# Frage zu Prolog!



## ParaNo1d (25. Mai 2007)

Seas Leute, wir müssen grad in der Schule Städte mit Prolog verbinden  :? .
Könntets ihr mir vl. sagen was ich falsch gemacht habe (ich denk mal schleifen error) und was ich ändern muss damit es funkt???


%% Autor: %AUTHOR%
%% Datum: %DATE%

stadt(wien).
stadt(st_poelten).
stadt(eisenstadt).
stadt(graz).
stadt(innsbruck).
stadt(linz).
stadt(klagenfurt).
stadt(bregenz).
stadt(salzburg).

verbunden(wien,eisenstadt).
verbunden(wien,st_poelten).
verbunden(wien,graz).
verbunden(st_poelten,linz).
verbunden(linz,salzburg).
verbunden(salzburg,klagenfurt).
verbunden(graz,linz).
verbunden(graz,klagenfurt).
verbunden(innsbruck,salzburg).
verbunden(bregenz,innsbruck).


verbunden2(X,Y):-verbunden(X,Y).
verbunden2(X,Y):-verbunden(Y,X).

weg(X,Y):-verbunden2(X,Y).
weg(X,Y):-verbunden2(X,Z),weg(Z,Y).  %Hier ist der Fehler


%%Unwichtig:
%%weg(x,y):-verbunden(x,y).
%%weg(x,y):-verbunden(x,z),weg(z,y).
%%ACHTUNG:
%%verb2(x,y):-verb(x,y).
%%verb2(x,y):-verb(y,x).
%%weg(x,y):-verbindung(x,y,a).










Danke im Voraus!

lg ParaNoid


----------



## Wildcard (25. Mai 2007)

Es will mir einfach nicht in den Kopf warum jemand einen Webserver mit Prolog entwickelt hat  :autsch:


----------



## a (25. Mai 2007)

du noob


----------



## ParaNo1d (25. Mai 2007)

? was soll dieser unsinnige beitrag ?


----------



## Hilefoks (25. Mai 2007)

Moin,

irgendwie sieht das nicht falsch aus, allerdings kenne ich mich mit Prolog nicht aus und stütze meine Behauptung nur auf 5 Minuten lesen in der Wikipedia.
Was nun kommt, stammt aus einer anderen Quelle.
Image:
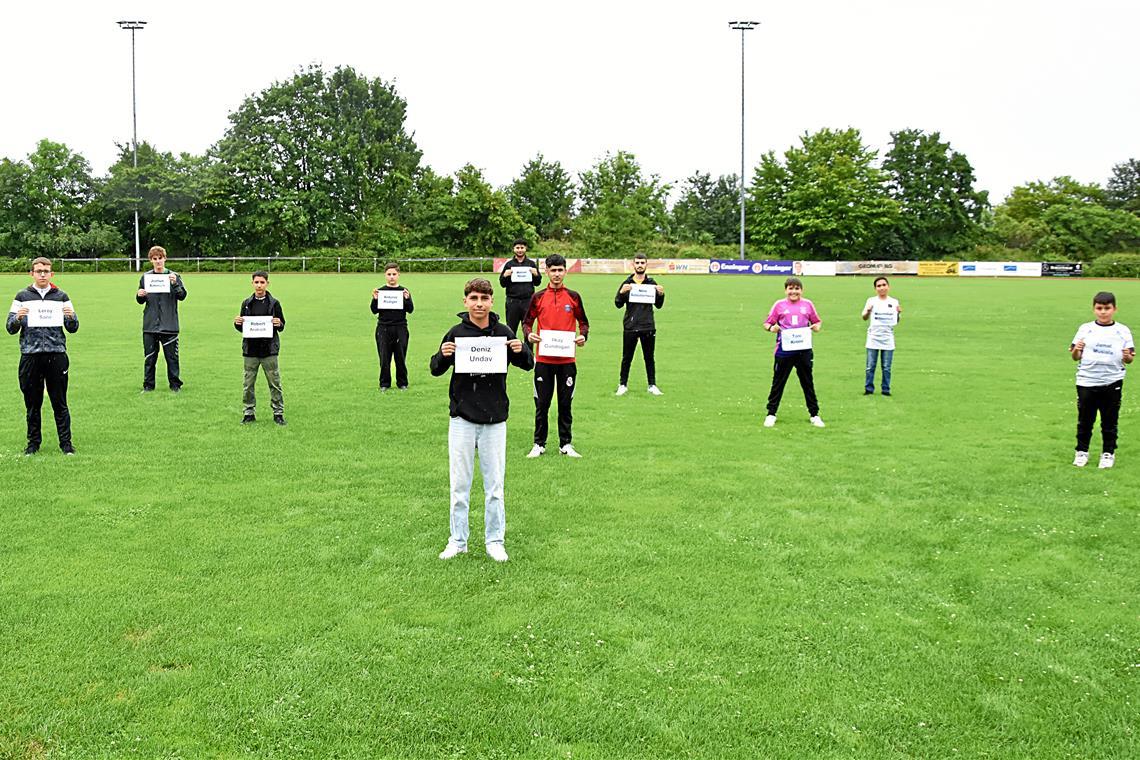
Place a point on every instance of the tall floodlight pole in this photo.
(743, 26)
(133, 26)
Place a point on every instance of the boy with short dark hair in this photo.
(160, 321)
(261, 352)
(43, 359)
(1102, 348)
(392, 331)
(479, 407)
(794, 320)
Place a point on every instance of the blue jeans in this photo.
(463, 439)
(872, 359)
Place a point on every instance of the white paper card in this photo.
(258, 327)
(480, 356)
(390, 300)
(556, 343)
(884, 316)
(643, 294)
(156, 283)
(798, 338)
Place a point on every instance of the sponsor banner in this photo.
(1061, 269)
(746, 267)
(814, 268)
(877, 268)
(937, 269)
(999, 269)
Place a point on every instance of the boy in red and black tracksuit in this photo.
(554, 308)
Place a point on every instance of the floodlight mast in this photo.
(743, 26)
(133, 26)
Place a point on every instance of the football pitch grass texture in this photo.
(926, 577)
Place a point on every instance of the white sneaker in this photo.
(450, 550)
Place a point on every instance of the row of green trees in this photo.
(324, 161)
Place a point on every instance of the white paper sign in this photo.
(884, 316)
(45, 313)
(156, 283)
(390, 300)
(798, 338)
(556, 343)
(480, 356)
(258, 327)
(643, 294)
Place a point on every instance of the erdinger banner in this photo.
(999, 269)
(937, 269)
(1060, 269)
(877, 268)
(744, 267)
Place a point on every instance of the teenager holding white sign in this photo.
(882, 313)
(43, 353)
(558, 312)
(1102, 346)
(261, 352)
(392, 304)
(638, 294)
(478, 350)
(160, 291)
(792, 319)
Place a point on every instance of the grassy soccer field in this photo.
(926, 577)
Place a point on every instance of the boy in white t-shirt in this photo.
(1102, 346)
(882, 312)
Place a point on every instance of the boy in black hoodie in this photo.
(479, 410)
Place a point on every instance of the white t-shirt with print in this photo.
(880, 332)
(1102, 359)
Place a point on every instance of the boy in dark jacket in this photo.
(43, 351)
(478, 350)
(638, 324)
(260, 346)
(160, 318)
(392, 328)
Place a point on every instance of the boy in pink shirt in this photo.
(794, 320)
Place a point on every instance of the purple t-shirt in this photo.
(788, 315)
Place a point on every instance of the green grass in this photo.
(927, 577)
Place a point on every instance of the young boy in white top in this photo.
(882, 312)
(1102, 348)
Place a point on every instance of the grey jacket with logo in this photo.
(41, 340)
(161, 311)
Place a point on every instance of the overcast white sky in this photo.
(1026, 89)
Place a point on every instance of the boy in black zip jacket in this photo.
(160, 323)
(261, 352)
(43, 354)
(479, 408)
(392, 331)
(638, 326)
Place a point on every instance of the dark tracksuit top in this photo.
(558, 309)
(480, 399)
(638, 316)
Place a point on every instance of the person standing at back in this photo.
(519, 278)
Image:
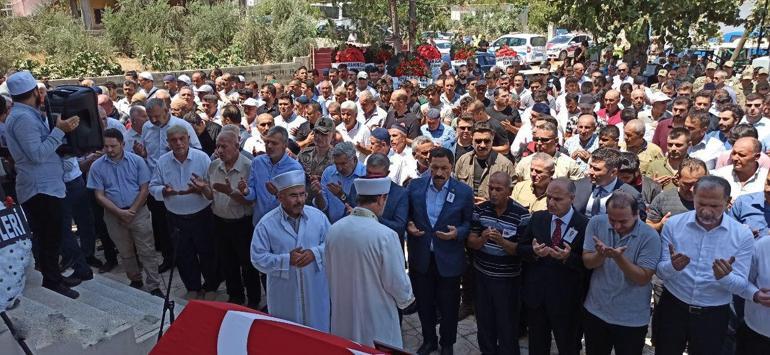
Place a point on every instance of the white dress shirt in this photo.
(757, 316)
(756, 182)
(708, 150)
(170, 171)
(696, 284)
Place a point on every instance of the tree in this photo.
(680, 23)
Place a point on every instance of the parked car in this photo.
(563, 46)
(531, 47)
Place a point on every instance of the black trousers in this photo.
(233, 242)
(195, 255)
(678, 327)
(603, 337)
(44, 214)
(749, 342)
(565, 325)
(160, 229)
(497, 314)
(431, 290)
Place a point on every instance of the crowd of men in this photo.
(577, 204)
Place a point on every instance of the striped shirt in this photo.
(491, 259)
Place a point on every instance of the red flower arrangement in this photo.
(412, 66)
(464, 53)
(428, 52)
(505, 52)
(350, 54)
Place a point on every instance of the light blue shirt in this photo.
(335, 208)
(434, 201)
(696, 284)
(33, 147)
(120, 180)
(443, 135)
(263, 171)
(752, 210)
(171, 171)
(612, 297)
(155, 142)
(71, 169)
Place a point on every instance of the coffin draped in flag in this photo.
(226, 329)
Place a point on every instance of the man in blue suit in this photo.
(440, 210)
(396, 208)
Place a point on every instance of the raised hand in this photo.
(722, 267)
(412, 229)
(678, 260)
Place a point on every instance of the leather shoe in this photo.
(427, 348)
(64, 291)
(70, 281)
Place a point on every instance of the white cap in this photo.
(250, 102)
(659, 97)
(289, 179)
(185, 79)
(204, 88)
(21, 82)
(372, 187)
(146, 76)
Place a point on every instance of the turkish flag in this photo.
(226, 329)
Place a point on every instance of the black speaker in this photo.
(69, 100)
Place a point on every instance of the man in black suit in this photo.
(592, 192)
(553, 278)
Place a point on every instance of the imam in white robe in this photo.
(367, 280)
(300, 295)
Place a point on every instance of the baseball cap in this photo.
(659, 97)
(747, 75)
(381, 134)
(250, 102)
(324, 125)
(21, 82)
(146, 76)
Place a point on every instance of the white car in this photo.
(531, 47)
(563, 46)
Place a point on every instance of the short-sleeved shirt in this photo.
(224, 206)
(120, 180)
(612, 297)
(492, 260)
(668, 201)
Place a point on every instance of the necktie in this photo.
(556, 237)
(596, 207)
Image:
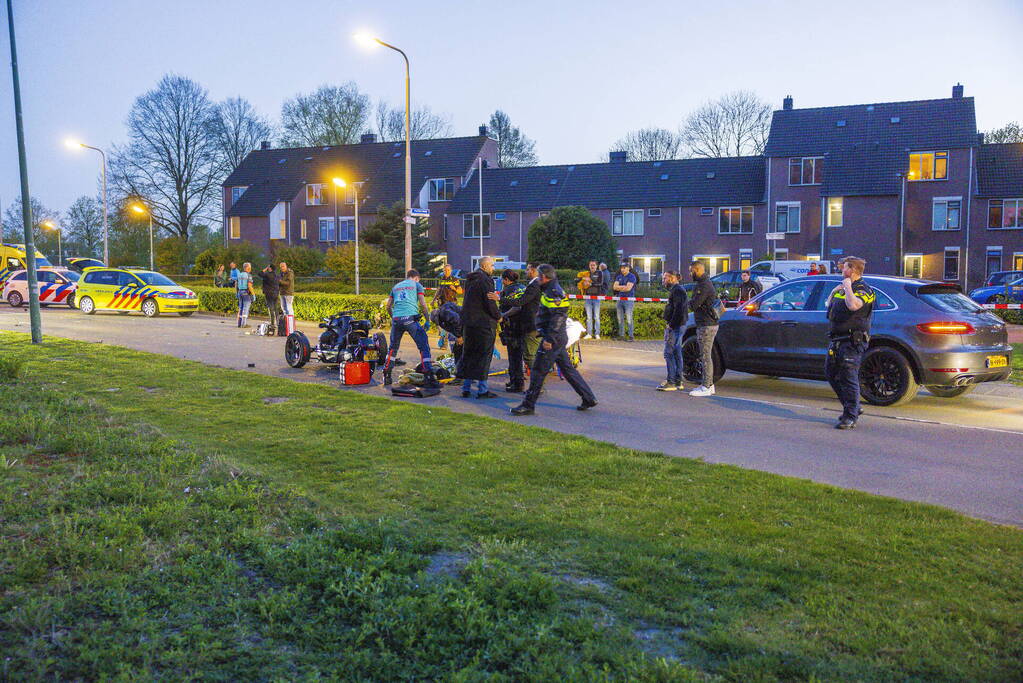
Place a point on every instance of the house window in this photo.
(626, 222)
(314, 194)
(806, 170)
(787, 217)
(1005, 214)
(928, 166)
(951, 263)
(735, 220)
(441, 189)
(835, 207)
(326, 229)
(945, 215)
(472, 223)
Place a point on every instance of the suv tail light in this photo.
(946, 328)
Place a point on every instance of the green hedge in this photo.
(315, 306)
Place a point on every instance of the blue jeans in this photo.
(411, 325)
(624, 310)
(673, 353)
(592, 316)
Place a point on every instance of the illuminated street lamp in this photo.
(74, 144)
(355, 188)
(50, 225)
(141, 209)
(370, 41)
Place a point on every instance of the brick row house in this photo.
(910, 186)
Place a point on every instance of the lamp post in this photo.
(52, 226)
(355, 189)
(140, 208)
(370, 41)
(74, 144)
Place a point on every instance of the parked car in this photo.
(989, 294)
(56, 285)
(923, 333)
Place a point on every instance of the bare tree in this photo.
(514, 148)
(331, 116)
(172, 161)
(425, 124)
(1011, 132)
(651, 144)
(734, 125)
(84, 223)
(238, 130)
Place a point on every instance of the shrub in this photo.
(373, 262)
(303, 260)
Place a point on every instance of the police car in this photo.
(126, 289)
(56, 285)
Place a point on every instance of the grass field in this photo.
(163, 518)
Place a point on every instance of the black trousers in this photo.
(842, 367)
(542, 364)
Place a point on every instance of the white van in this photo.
(790, 269)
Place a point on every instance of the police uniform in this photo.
(849, 334)
(550, 321)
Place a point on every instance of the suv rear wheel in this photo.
(886, 377)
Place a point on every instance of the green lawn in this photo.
(172, 519)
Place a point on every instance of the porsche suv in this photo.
(923, 333)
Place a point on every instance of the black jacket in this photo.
(703, 301)
(552, 315)
(477, 310)
(676, 311)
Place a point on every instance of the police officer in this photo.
(849, 308)
(550, 325)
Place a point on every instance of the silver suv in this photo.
(923, 333)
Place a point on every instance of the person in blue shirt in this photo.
(625, 285)
(406, 301)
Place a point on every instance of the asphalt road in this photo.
(964, 453)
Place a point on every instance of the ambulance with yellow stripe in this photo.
(126, 289)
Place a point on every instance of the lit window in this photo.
(945, 215)
(806, 170)
(835, 208)
(735, 220)
(626, 222)
(928, 166)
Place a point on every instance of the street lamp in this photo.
(140, 208)
(355, 188)
(371, 41)
(52, 226)
(74, 144)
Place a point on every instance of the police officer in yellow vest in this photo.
(550, 325)
(849, 308)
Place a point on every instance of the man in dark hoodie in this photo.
(675, 313)
(479, 319)
(704, 305)
(550, 324)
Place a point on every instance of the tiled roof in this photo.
(617, 185)
(277, 175)
(999, 170)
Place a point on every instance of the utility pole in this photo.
(30, 244)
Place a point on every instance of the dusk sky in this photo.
(573, 76)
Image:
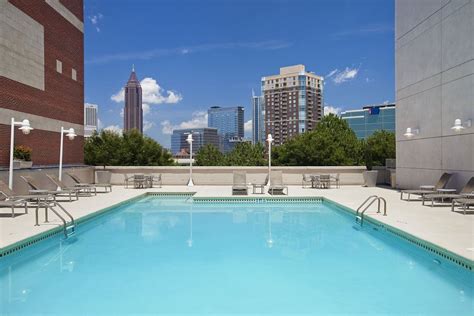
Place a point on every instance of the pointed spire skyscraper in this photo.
(133, 112)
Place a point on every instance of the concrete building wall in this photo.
(434, 86)
(42, 76)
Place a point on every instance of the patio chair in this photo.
(468, 189)
(428, 189)
(10, 197)
(79, 187)
(239, 186)
(463, 203)
(307, 179)
(107, 186)
(276, 184)
(35, 188)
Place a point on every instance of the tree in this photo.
(246, 154)
(331, 143)
(380, 146)
(130, 149)
(209, 155)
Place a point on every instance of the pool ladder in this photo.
(69, 228)
(366, 204)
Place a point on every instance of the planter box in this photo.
(21, 164)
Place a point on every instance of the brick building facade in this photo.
(42, 77)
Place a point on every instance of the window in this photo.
(59, 66)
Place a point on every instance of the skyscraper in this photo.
(293, 102)
(229, 122)
(258, 117)
(133, 112)
(90, 119)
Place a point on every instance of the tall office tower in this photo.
(229, 123)
(90, 119)
(133, 112)
(258, 117)
(42, 77)
(201, 137)
(293, 102)
(371, 118)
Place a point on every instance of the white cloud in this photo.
(248, 126)
(114, 128)
(152, 93)
(198, 119)
(331, 109)
(344, 75)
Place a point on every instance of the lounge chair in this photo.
(467, 189)
(36, 189)
(80, 188)
(276, 184)
(106, 186)
(428, 189)
(8, 198)
(463, 203)
(239, 186)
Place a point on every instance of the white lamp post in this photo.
(269, 140)
(25, 128)
(71, 135)
(190, 142)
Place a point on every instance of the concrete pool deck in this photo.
(438, 225)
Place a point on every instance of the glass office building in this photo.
(258, 116)
(369, 119)
(201, 137)
(229, 122)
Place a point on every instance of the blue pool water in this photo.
(163, 255)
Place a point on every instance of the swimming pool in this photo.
(172, 255)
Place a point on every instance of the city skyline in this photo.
(184, 75)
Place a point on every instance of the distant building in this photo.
(133, 112)
(229, 122)
(293, 102)
(201, 137)
(258, 118)
(90, 119)
(371, 118)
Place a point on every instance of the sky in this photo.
(193, 54)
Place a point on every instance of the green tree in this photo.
(246, 154)
(130, 149)
(331, 143)
(380, 146)
(209, 155)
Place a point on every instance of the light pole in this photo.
(269, 140)
(70, 134)
(25, 128)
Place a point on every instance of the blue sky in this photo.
(196, 54)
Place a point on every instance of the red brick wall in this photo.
(45, 147)
(63, 98)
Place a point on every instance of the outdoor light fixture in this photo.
(269, 140)
(459, 125)
(71, 135)
(411, 132)
(25, 128)
(190, 142)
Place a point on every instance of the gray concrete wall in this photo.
(223, 175)
(434, 86)
(20, 187)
Aber ich habe mir auch kurz Prolog installiert und dein Programm getestet - ich sehe keinen Fehler. Allerdings habe ich vielleicht auch einfach die falschen Fragen gestellt - könntest du mir/uns sagen was genau nicht funktioniert und/oder aufgrund welcher Anfrage/Antwort du feststellst das es nicht funktioniert?

MfG,
Hilefoks

P.S: @Wildcard Aus Spaß - es gibt doch auch Brainfuck,  Befunge, Ook! oder Whitespace (sehr cool!). Auch geil ist Java2K. 
P.P.S: Nein ich setze Prolog nicht mit den genannten esoterische Programmiersprachen gleich - nur den genannten Webserver in Prolog. ;-)


----------



## Paranoid2 (25. Mai 2007)

eine schleife entsteht weil
rekursive lösung
geht im kreis

                        linz-----------------stpoelten---------wien-------eisenstadt
                        /                                                   /
                       /                   loop                          /
                      /                                                  /
innsbruck----salzburg------------graz----------------/
                       \                  /
                         \              /
                          \           /  
                           klagenfurt

weg(wien,innsbruck).
ERROR :x  :x


----------



## SlaterB (25. Mai 2007)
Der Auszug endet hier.